Bosio met her glance with a look of something like astonishment, wondering how in a few sentences she had got herself into a position to threaten him with vengeance if he were unfaithful to Veronica.
"We will not speak of that," she exclaimed before he said anything in answer or protest. "We have harder things to do than to imagine evil in the future. Since we are decided--since it is to be the end--let it be now, quickly! You shall not have it on your mind that you belong to me in any way, from now. No--you are right--you must feel free. You must feel free, besides really being free. You must feel, when you speak to Veronica to-night or to-morrow, as she expects you to speak, that all our life together is utterly past and swept away, and that I only exist henceforth as a relative--as--as your wife's aunt, Bosio!"
She laughed, half-bitterly, half-nervously, at the idea, and turning away her face she held out her hand to him.
He took it, and held it, pressing it between both his own.
"Do you mean this, Matilde?" he asked in a low voice.
"Yes, I mean it," she answered, speaking away from him with averted face.

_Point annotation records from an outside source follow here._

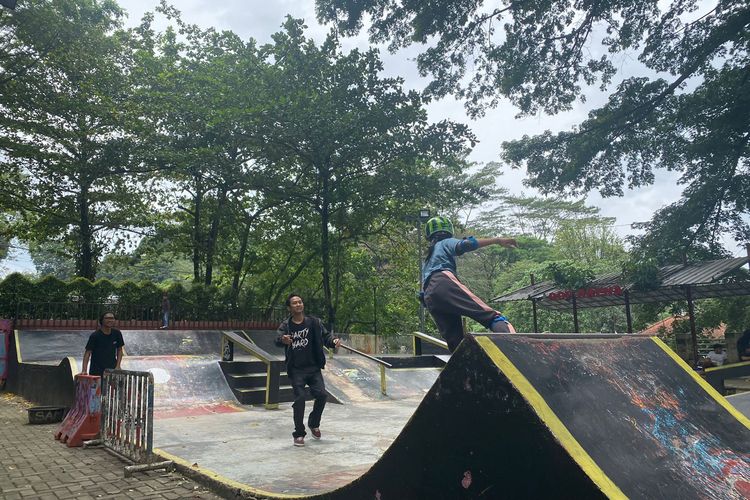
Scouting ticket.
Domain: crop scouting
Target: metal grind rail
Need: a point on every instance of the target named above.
(382, 364)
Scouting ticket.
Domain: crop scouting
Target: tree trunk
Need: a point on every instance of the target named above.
(213, 234)
(240, 264)
(85, 252)
(325, 251)
(197, 240)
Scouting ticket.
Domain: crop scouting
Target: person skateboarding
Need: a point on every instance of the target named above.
(444, 295)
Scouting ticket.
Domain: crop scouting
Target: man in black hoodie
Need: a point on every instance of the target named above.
(304, 338)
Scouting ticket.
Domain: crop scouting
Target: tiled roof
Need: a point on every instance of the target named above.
(705, 280)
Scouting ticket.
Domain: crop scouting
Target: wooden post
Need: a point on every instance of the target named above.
(533, 308)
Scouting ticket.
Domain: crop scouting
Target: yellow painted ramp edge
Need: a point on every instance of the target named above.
(545, 413)
(230, 485)
(705, 385)
(18, 346)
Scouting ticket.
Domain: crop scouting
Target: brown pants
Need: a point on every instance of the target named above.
(448, 299)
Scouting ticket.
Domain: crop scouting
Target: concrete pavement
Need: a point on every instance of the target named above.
(35, 466)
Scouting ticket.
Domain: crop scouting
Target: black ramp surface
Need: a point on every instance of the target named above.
(38, 345)
(472, 437)
(643, 418)
(184, 381)
(741, 401)
(354, 378)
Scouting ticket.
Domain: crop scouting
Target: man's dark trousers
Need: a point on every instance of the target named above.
(314, 378)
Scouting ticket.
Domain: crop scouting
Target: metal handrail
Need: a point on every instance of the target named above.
(382, 365)
(431, 339)
(248, 346)
(273, 370)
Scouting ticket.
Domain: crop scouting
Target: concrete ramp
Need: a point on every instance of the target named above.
(517, 416)
(188, 380)
(352, 379)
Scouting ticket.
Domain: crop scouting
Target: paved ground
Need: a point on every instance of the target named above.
(33, 465)
(252, 450)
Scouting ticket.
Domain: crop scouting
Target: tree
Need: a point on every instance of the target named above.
(196, 91)
(693, 117)
(64, 132)
(354, 147)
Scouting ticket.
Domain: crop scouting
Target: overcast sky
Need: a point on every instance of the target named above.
(259, 19)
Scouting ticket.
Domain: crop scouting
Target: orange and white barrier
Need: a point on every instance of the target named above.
(83, 420)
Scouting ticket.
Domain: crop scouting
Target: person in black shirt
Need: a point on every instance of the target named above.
(743, 346)
(104, 347)
(304, 338)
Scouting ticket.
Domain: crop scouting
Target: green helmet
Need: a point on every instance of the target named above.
(437, 224)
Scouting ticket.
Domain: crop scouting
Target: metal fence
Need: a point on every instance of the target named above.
(127, 422)
(84, 311)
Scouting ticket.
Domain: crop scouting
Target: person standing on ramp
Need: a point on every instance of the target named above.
(104, 347)
(303, 338)
(444, 295)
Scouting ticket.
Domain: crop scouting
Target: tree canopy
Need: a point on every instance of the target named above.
(690, 115)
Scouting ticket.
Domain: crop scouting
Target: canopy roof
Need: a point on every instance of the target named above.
(707, 279)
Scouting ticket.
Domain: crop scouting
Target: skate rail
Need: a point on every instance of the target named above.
(273, 365)
(419, 337)
(381, 364)
(127, 422)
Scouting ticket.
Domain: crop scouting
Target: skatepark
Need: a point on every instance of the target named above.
(505, 411)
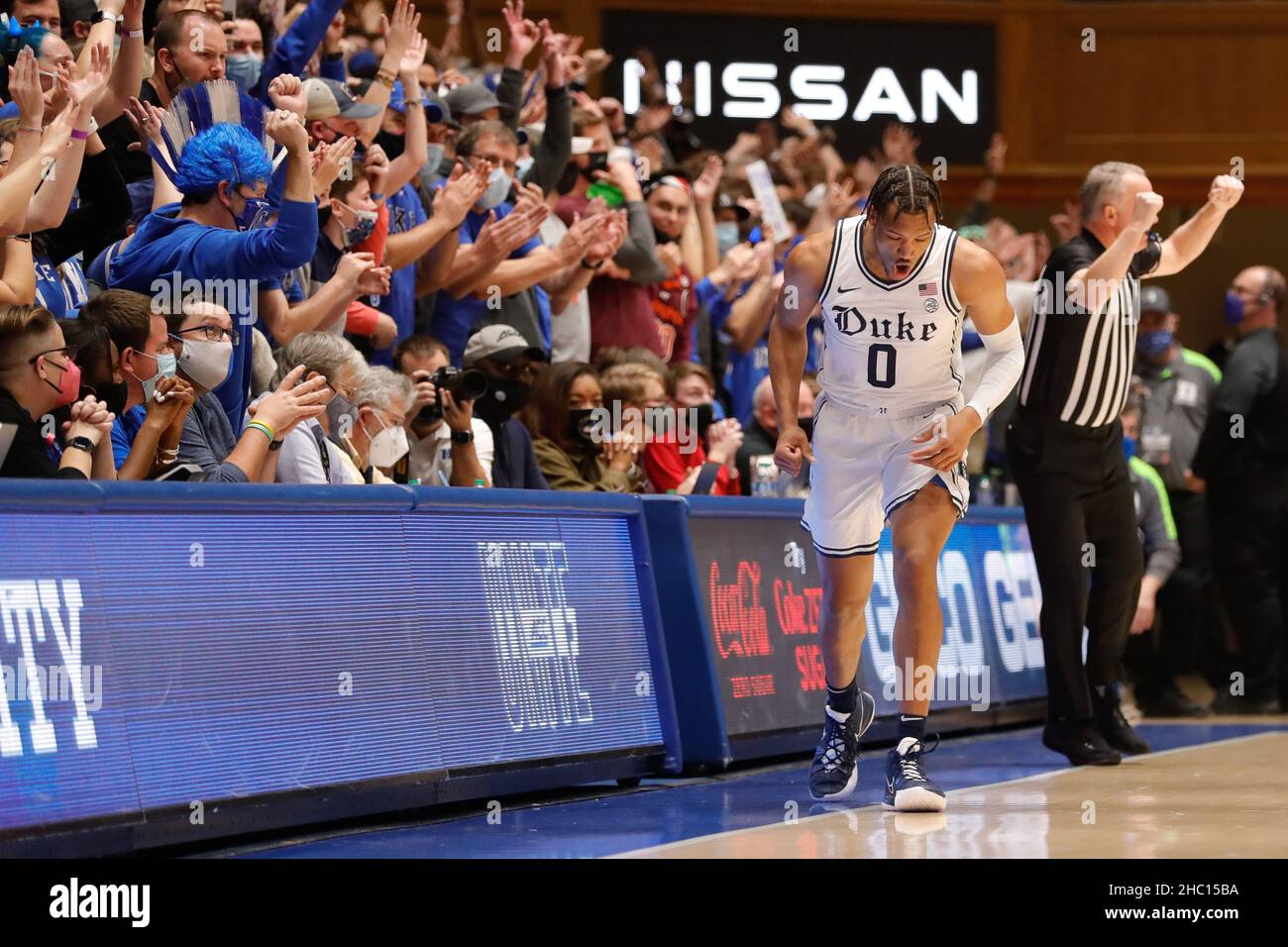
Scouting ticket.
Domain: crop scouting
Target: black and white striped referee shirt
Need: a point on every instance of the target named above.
(1078, 364)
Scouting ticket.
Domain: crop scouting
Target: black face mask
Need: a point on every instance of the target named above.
(568, 179)
(114, 394)
(502, 399)
(704, 416)
(391, 144)
(581, 425)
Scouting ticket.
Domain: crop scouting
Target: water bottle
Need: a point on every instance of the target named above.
(764, 475)
(984, 495)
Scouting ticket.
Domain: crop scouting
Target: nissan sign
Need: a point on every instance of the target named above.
(853, 76)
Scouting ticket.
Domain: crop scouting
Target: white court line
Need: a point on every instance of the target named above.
(842, 814)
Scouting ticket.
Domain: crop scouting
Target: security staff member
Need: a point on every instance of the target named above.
(1154, 525)
(1181, 385)
(1065, 446)
(1243, 457)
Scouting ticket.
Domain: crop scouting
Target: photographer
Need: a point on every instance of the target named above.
(449, 445)
(510, 365)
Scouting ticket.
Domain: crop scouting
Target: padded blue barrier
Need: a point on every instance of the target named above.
(741, 594)
(193, 660)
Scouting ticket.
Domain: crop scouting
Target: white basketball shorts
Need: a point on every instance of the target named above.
(862, 474)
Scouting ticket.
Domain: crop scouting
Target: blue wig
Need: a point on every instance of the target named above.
(222, 153)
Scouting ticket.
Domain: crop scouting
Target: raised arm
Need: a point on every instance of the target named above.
(129, 67)
(803, 282)
(1192, 237)
(980, 285)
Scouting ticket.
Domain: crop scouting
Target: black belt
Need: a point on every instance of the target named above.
(1067, 428)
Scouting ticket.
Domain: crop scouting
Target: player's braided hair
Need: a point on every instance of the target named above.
(909, 189)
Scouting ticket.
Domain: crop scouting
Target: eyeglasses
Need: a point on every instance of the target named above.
(210, 333)
(68, 354)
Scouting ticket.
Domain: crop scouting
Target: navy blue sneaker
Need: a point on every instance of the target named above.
(835, 771)
(907, 787)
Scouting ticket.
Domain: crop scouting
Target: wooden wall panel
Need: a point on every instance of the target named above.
(1180, 88)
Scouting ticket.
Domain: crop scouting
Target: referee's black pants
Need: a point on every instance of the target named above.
(1081, 513)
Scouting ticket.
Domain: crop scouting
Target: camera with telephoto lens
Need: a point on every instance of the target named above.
(464, 384)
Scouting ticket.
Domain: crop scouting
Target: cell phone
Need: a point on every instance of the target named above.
(180, 472)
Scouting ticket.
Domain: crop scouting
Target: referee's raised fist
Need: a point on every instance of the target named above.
(1145, 213)
(1225, 191)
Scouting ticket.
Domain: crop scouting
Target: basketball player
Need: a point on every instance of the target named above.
(890, 436)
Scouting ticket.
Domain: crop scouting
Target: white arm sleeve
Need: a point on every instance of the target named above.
(1001, 371)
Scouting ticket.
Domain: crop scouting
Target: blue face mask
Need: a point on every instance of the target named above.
(726, 236)
(1233, 308)
(166, 367)
(362, 228)
(254, 214)
(497, 187)
(1154, 344)
(244, 68)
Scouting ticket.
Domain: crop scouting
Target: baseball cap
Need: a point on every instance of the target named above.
(325, 98)
(473, 98)
(1154, 299)
(502, 343)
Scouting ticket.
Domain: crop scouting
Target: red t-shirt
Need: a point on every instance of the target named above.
(666, 466)
(621, 312)
(675, 305)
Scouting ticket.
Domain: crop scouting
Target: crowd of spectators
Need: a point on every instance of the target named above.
(301, 244)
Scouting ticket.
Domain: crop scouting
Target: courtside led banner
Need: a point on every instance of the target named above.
(758, 602)
(853, 76)
(176, 647)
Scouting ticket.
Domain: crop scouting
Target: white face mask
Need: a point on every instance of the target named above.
(206, 363)
(387, 446)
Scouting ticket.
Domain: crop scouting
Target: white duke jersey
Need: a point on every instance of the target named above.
(890, 348)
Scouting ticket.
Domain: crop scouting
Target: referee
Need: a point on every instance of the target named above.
(1067, 454)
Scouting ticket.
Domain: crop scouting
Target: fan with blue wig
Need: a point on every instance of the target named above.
(214, 132)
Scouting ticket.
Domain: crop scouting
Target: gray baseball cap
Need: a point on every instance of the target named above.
(1154, 299)
(502, 343)
(475, 98)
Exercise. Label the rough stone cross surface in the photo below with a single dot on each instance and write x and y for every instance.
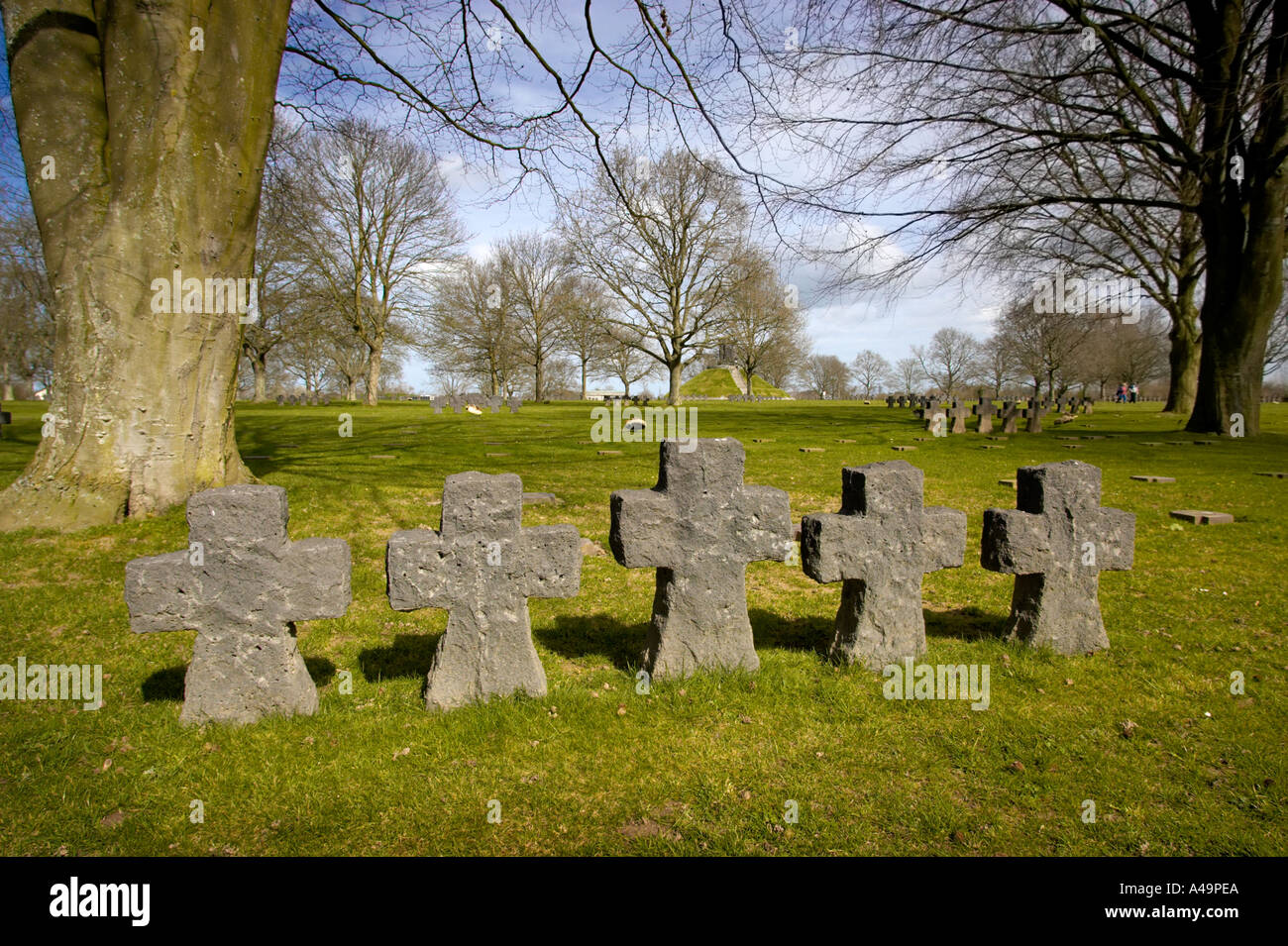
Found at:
(1056, 543)
(1009, 413)
(699, 527)
(957, 413)
(879, 546)
(483, 567)
(984, 411)
(241, 585)
(1034, 412)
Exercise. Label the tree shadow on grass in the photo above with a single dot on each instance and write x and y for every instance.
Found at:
(167, 683)
(965, 623)
(601, 635)
(408, 657)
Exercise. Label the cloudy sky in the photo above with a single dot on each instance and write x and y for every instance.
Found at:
(513, 82)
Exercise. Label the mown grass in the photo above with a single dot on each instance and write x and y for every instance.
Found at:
(708, 764)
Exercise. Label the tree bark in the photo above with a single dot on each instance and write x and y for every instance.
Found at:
(374, 370)
(1184, 362)
(673, 395)
(159, 152)
(259, 367)
(1241, 219)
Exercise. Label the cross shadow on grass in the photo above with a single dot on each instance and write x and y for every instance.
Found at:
(167, 683)
(601, 635)
(408, 657)
(967, 623)
(773, 630)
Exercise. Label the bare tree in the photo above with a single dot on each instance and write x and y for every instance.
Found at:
(956, 84)
(828, 377)
(909, 373)
(949, 361)
(763, 317)
(472, 331)
(26, 305)
(381, 220)
(661, 236)
(537, 280)
(584, 317)
(997, 364)
(623, 358)
(870, 370)
(1044, 344)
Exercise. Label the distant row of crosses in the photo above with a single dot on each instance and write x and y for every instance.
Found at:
(243, 583)
(952, 418)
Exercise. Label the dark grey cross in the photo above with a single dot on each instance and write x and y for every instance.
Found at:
(984, 411)
(879, 546)
(1056, 543)
(241, 585)
(1009, 415)
(483, 567)
(699, 527)
(958, 412)
(1033, 413)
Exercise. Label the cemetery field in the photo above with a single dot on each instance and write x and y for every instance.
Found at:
(1149, 730)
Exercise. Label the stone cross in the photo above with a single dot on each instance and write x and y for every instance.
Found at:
(241, 585)
(483, 567)
(1009, 413)
(958, 412)
(879, 546)
(984, 411)
(1033, 413)
(699, 527)
(1056, 543)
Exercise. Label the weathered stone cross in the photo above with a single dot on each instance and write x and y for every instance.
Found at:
(1034, 412)
(1056, 543)
(984, 411)
(1009, 413)
(958, 412)
(241, 585)
(699, 527)
(483, 567)
(879, 546)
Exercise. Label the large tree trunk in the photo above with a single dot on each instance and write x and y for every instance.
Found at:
(159, 152)
(1243, 224)
(1184, 362)
(374, 370)
(259, 367)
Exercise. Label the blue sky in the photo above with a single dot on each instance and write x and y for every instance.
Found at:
(840, 325)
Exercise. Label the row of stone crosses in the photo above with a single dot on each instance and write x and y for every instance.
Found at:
(952, 420)
(243, 583)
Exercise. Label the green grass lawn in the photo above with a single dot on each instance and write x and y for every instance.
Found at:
(1147, 730)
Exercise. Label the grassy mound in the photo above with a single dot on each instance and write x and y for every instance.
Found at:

He could not see, but she was biting her lip till it almost bled. In her own strange way she loved him with all her evil nature, and if she were breaking with him now, it was to save herself from something worse than death. It was the hardest thing she had ever done. He hesitated: there was the mean prompting of the spirit, to take her at her word and to set himself free, since she offered him freedom, caring not whether she might repent to-morrow; and there was the instinct of fidelity which in so much dishonour had remained with him through so many years.
"Besides," she said hoa.r.s.ely, "I do not love you any more. I would not keep you longer, if I could. Oh--we shall be friends! But the other--no!
Good bye, Bosio--good bye."
Something moved him, as she had not meant that anything should.
"I do not believe you," he said. "You love me still--I will not leave you!"
"No, no! I do not--but if you still care at all, save me. Say good bye, but do the rest also. You are free now. You are an honourable man again.